What we are seeing in the streets and the precipitating events that have led to mass social unrest are a result of the continued disintegration of the social compact that held our society together. Even the ideal that we should look out for each other’s health has become a political battleground, devolving into tribal behavior.
It’s time now to stop recounting what has happened and talk about what we are going to do differently. How are we going to give birth to a different world? To give birth to a society that does not see pigmentation as a weapon? To shape a society that says that different religions and different cultures are just… different?
I suggest to you that there are things you and I can actually do to make a difference in our lives, and in the conditions in our communities:
- Begin with yourself. Are you the best you, you can be? Do you reflect the respect and dignity in your behavior that you wish to see in others? Do you work on your conscious and unconscious biases? Do you accept responsibility for your actions and seek to make right what you have done wrong?
- Support your family. There are those who are related to you by blood and those connected to you by spirit. They are your family. Are you setting an example for your family to follow? Do you treat elders in your family with respect? Do you nurture the young ones coming up behind you? Do you share your knowledge, wisdom and perspective, not from a plateau of hubris but one of caring and compassion?
- Support your community. Human beings define themselves by their communities. Do you seek out opportunities to support your community? Have you joined a coalition of like-minded individuals in your community to help make it better, served on the board of a local non-profit, volunteered to help those less fortunate? Do you buy local when there is an opportunity? Do you help a neighbor in need?
- Learn to think critically. The United States is a constitutional republic and a representative democracy and a federal republic. This form of government requires informed citizenry capable of analyzing the issues of the time.
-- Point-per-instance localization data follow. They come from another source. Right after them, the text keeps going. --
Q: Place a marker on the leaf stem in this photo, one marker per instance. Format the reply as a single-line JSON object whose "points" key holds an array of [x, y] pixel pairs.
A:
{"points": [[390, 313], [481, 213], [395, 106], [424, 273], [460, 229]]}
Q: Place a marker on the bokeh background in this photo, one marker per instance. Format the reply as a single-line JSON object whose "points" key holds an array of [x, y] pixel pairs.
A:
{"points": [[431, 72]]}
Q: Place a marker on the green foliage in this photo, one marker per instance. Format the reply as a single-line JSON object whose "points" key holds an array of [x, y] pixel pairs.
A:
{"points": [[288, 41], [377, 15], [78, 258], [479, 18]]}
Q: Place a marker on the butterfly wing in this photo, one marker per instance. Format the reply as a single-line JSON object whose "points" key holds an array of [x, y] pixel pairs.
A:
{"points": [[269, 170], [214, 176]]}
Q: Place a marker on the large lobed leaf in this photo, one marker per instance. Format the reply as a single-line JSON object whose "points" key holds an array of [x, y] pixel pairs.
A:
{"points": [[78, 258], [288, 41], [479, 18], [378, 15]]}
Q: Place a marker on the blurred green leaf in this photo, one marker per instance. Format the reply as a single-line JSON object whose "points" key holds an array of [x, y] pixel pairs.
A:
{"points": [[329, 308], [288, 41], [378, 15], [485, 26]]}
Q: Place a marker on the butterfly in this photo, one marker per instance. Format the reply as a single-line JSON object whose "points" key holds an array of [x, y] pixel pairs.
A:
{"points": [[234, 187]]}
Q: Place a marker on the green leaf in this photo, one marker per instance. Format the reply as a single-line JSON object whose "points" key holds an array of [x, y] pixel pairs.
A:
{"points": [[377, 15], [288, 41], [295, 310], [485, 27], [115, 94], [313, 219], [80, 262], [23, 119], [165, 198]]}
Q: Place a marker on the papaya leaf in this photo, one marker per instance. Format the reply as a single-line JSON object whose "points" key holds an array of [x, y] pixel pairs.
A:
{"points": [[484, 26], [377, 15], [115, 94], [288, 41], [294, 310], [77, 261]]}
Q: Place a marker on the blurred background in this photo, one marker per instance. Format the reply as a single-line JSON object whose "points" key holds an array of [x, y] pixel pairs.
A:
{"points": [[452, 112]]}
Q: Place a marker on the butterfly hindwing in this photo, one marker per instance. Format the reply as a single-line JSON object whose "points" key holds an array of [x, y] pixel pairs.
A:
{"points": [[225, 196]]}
When is the last time you read a book that challenged you intellectually? When was the last time you challenged your assumptions about those who think different than you do? When was the last time you challenged your own assumptions about how things should be?
- Register to vote, and then vote. The form of government outlined in the Constitution of the United States only works if you engage the government. The way to engage the government is to vote. In fact, consider running for elected office yourself. Be the change you want to see.
Please do not mistake my tone. I’m outraged. I’m deeply saddened. I’m tired. And I’m scared, for our country and our future. But I’m also hopeful that tomorrow can and will be a better day. A university is a community where we collectively dream of a greater, more enlightened, future. I’m thankful to be part of such a community, and I remain as committed as I have ever been to toiling alongside so many others to turn the dream into a reality.
We must forever conduct our struggle on the high plane of dignity and discipline. I thank those who came before us in the struggle and those who will come after, and those who are out there even now, insisting on justice and equality. The urgency of the moment is real, and it demands a reckoning inside every one of us.